Bütün çabaların sonucunda ilk olarak 2013 yılında İsviçre devleti resmi olarak özür diledi. 2014 yılında ise Verdingkinder adı verilen bu köle-çocukların şimdiki ailelerine maddi tazminat ödeme kapısını araladı.

İşin Heidi ile örtüşen kısmı ise tam olarak şu: Verdingkinder'leri 'normal' çocuklardan ayıran yegane şey, ayaklarının çıplak oluşuydu.

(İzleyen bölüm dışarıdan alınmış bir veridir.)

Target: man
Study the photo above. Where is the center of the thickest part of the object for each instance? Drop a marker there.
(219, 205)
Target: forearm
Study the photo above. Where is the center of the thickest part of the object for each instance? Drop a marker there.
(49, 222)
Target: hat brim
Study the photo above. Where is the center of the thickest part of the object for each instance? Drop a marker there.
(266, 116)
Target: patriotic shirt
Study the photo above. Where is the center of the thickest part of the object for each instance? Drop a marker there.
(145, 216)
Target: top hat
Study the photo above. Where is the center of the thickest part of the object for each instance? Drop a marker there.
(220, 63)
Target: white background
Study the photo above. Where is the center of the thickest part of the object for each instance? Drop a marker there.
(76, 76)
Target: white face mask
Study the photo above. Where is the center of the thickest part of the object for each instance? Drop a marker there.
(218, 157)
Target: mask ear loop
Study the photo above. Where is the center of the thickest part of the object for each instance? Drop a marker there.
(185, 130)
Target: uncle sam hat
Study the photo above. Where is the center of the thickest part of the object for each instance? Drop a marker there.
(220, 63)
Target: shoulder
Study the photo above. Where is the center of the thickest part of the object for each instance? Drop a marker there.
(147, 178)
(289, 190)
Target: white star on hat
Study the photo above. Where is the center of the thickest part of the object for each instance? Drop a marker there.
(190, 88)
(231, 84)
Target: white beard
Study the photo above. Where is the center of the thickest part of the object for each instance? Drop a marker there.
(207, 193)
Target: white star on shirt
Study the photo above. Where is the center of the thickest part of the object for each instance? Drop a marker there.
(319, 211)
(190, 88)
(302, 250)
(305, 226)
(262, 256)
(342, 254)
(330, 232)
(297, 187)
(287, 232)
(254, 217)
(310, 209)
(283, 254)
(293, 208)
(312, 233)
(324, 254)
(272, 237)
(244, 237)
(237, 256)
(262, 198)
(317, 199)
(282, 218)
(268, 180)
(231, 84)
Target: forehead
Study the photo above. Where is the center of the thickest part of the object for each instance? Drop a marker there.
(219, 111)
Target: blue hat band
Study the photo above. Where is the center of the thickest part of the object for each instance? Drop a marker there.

Klasik bir sinema yazısı olmadığının farkındayım ve elbette, çocukluğumun favori çizgi filmlerinden Heidi'yi beyazperdede izlemek kulağa güzel geliyor... Ancak her şeyden önce Markus Imboden'in köle-çocukları anlattığı “Der Verdingbub” isimli belgeselini izlemeliyiz. Heidi'ye tarihsel gerçeklik gözüyle bakmak daha değerli olmalı!